When you shift from one medium to another (screen to paper) or one scale to another (art on the wall to art on the page), colour and perceptions change. It’s important to try and understand these shifts and translate them into the visual language of print. Photoshop gives you the tools to do this.
2. A Monitor. You don’t have to have an expensive monitor, just a consistent one.

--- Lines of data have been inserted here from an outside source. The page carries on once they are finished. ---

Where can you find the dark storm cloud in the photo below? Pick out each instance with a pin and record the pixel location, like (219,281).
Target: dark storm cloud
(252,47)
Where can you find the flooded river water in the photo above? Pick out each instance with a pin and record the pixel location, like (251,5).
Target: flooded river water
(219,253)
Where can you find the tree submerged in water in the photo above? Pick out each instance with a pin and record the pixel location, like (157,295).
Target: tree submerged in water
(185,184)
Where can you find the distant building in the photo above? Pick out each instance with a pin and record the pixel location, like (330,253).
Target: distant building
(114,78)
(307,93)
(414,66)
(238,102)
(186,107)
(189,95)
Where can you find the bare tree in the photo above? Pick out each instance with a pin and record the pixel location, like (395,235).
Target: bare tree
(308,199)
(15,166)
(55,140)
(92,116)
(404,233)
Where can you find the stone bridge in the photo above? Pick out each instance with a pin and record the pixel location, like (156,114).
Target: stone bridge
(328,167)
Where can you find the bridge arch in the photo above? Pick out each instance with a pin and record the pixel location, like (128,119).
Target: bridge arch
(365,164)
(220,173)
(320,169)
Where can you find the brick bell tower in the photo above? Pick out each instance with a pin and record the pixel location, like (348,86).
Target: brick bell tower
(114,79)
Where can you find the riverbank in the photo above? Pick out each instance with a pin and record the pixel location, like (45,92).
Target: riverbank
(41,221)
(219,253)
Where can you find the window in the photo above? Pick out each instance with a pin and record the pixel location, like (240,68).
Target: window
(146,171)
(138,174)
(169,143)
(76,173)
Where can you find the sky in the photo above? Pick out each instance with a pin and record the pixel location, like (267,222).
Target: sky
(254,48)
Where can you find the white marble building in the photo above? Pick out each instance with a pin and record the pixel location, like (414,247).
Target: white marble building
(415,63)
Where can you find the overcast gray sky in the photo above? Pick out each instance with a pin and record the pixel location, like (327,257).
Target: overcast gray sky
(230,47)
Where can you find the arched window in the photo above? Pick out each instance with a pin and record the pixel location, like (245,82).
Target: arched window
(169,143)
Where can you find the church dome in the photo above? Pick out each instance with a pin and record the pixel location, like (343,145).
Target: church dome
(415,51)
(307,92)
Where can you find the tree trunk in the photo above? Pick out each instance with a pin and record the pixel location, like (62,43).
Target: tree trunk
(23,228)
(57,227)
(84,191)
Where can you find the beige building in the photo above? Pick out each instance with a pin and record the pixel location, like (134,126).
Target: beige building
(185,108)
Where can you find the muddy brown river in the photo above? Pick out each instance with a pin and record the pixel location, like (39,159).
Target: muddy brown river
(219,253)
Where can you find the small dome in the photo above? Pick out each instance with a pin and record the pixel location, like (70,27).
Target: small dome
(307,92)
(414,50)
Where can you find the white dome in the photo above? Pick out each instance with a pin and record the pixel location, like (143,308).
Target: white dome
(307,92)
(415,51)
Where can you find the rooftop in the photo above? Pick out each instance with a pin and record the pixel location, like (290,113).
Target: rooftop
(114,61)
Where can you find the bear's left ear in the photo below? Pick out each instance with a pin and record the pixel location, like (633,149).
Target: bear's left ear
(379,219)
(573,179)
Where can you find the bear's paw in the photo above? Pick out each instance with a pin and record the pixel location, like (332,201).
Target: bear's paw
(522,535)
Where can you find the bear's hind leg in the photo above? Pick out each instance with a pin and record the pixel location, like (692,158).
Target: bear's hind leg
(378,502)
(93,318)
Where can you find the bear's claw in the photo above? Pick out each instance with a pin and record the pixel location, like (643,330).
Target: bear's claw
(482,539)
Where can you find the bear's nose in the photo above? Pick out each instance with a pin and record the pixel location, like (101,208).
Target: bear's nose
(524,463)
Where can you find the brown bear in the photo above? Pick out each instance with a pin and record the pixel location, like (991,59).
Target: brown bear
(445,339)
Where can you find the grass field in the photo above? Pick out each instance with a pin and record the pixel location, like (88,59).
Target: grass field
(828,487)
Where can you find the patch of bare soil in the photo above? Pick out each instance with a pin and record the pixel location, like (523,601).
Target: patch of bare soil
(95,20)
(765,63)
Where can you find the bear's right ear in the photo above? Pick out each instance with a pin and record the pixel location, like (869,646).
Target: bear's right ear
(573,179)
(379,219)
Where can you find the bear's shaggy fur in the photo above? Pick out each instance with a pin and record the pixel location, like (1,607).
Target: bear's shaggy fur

The human brain is not very good at remembering, with any accuracy, specific colours, but it is brilliant at detecting difference. We use a basic Eizo monitor because we can get close to the dull, lack of brightness that is printing on paper. We are looking for problem colours, colour shifts and issues around brightness and clarity especially when we shift from RGB to CMYK colour space. When we get an image, we look to see what is important in it and try to create and maintain a sense of difference and structure. For instance, working on an image, perhaps you are unable to recreate the exact shade of green in a tree. This isn’t necessarily a problem, the eye is unlikely to notice the wrong green; it will, however, notice differences in the shades of green within that tree. You need to recreate the difference, not the exact colour, because the difference is what matters.
3. A Press. Because you do have to print something.
In the mid 2000s I spent time researching all our options for printing, looking at using both digital and offset litho printing. I wanted to print our books on uncoated paper, and so that ruled litho out on quality as well as cost. I’m not saying you can’t print litho as well as digital on uncoated papers, but it is more difficult. As for digital, although some other digital presses delivered superficially better results with zero intervention to the files, only the HP Indigo allowed full flexibility on colour intervention, printing on any stocks, with finer screens, special colours and mixed grain directions. In other words, it behaved like a conventional press. It is capable of printing some of the most delicate, bold, dramatic or sublime colour. The HP Indigo’s colour rivals gravure at its best while the text is so black it could be an impressionless letterpress.
4. A sewing machine. If you want the book to open flat and to last then you have to section sew.
Although you could sew everything by hand, our bindery uses a Muller Martini semi-automatic sewing machine, which was supplied by Oscar Friedheim so long ago that they can’t find any record of it. On the other hand, there is more kit coming onto the market, such as the Smyth F3088 with Digital 88 front end feeder. However, the cost of this type of automation is high and needs to be weighed carefully against your own utilisation. Ultimately, all that matters is clean sewing, not too tight and without broken threads.
5. Foil blocking press.
Artisan Books have a standard label that obviates the need for blocking on the face or on the spine but still needs a plate marked area created to recess it. Foil blocking presses are necessary in any bindery. If you are foil blocking, the best results will always be from brass rather than magnesium dies. The strength of brass allows for no shoulder and gives a very sharp and crisp line. It will last for many more impressions than magnesium and, although that may not be an issue in a short run, brass will always look better.
6. A Kettle. A print job without a cup of tea is unthinkable.
I personally like Yorkshire Tea. Teabags are fine but it really must be brewed in a pot. The pot must be warmed and I don’t want to get into an argument, but I always put the milk in first. No sugar. Local and ethnic variations on this custom are quite acceptable.
To make one last point, I remember one of the most beautifully printed books I have seen was made in 1975 on Monadnock paper on an office Xerox. It looked wonderful, was black only and the printer had to polish the glass before each impression. The point being, printing is not just about equipment; it is to do with attitude and expectations too.